Не найдя ничего, чем бы можно было заняться, Борис Ильич решается зайти в комнату жены. Мария Павловна лежит на красной софе — она любит красное. У нее много красных косынок, шарфов, есть даже красный свитер. Если наденет черный плащ, шапочка будет красной. Поверх голубого свитера набросит шарф, похожий на пламя. Красный цвет зажигает искры в ее веселых темно–серых глазах. Мария знает это. Она даже чувствует, как «горят» ее глаза.

Комната обставлена по ее вкусу. Журнальный столик расписан хохломскими мастерами: по черному фоту кинуты листья диковинных растений. На столике — телефон, фарфоровая пепельница. На ней непочатая гаванская сигара.

Маша не курит, но любит запах сигар — тонкий, едва уловимый, он несет запах неведомой земли, дыхание морей и океанов.

— Можно к тебе? — приоткрыл дверь Борис Ильич.

— Заходите.

Они хоть и перестали жить как муж и жена, но отчуждение произошло без ссор, постепенно. С некоторых пор Маша стала замыкаться в свой мир и на докучливые вопросы мужа не отвечала. Только однажды сказала:

— Не мучайте меня.

Маша много работала, у нее были сложные отношения с главным режиссером. «Служебные неурядицы», — решил Каиров и на время перестал докучать жене.

На этот раз сел поодаль от Маши, возле письменного стола. Вдыхал запах сигар, молчал. Так они сидели, думая каждый о своем. Впрочем, Борису Ильичу думалось плохо. Он испытывал состояние человека, которого гонят, но которому некуда идти. Украдкой взглядывал на Машу. С годами она становилась лучше. Глаза ее стали темнее; они казались черными, когда свет в них не падал, и бархатно–серыми, с едва уловимой голубинкой, когда Маша стояла перед окном или находилась на улице. Возраст не старил Машу. Даже исчезнувший с лица румянец не изменил ее, наоборот, лицо ее как бы засветилось матовым, но ровным ласкающим светом. А ведь румянец на Машиных щеках был когда–то для Каирова окаянским соблазном.

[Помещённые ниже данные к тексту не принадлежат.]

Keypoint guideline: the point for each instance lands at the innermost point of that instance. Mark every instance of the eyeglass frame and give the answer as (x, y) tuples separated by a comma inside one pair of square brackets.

Это было четыре года назад. Борис Ильич впервые увидел ее на сцене. И во все время спектакля смотрел только на нее, ждал только ее выхода. Потом зачастил в театр. Посылал ей цветы, ходил к ней в гримуборную. Потом звонил к ней на квартиру, встречал у входа в театр и во время выхода из него. Он тогда выглядел совсем молодым, был уже доктором технических наук, известным ученым.

Маша, словно птичка, поклевывая зернышки, незаметно вошла в клетку. Дверца захлопнулась, и для нее началась новая жизнь.

Потом, как это часто бывает, началось познание деталей. Не было ни ссор, ни скандалов. Наоборот, со стороны Бориса Ильича было много такта, предупредительных жестов. Но чувства Маши охладевали. И если бы ее спросили: «Почему вы разлюбили мужа?» — она бы не смогла ответить. Наверное, сказала бы: «Не тот человек». Но что же именно в нем «не то» — сказать трудно. Весь «не тот», от начала до конца.

— Знаешь ли, какую штуку привез из Франции Леон?

Маша смотрела на мужа, но в ее взгляде не было ни теплоты, ни любопытства. Каиров ждал ее вопроса, но Маша молчала.

— Прелестную штуку привез Леон из Франции! Экслибрис!

Маша кивнула.

Несколько минут Каиров сидел неподвижно; уже намереваясь встать, уйти, он решил все–таки еще раз попытаться обратить Марию на путь разума.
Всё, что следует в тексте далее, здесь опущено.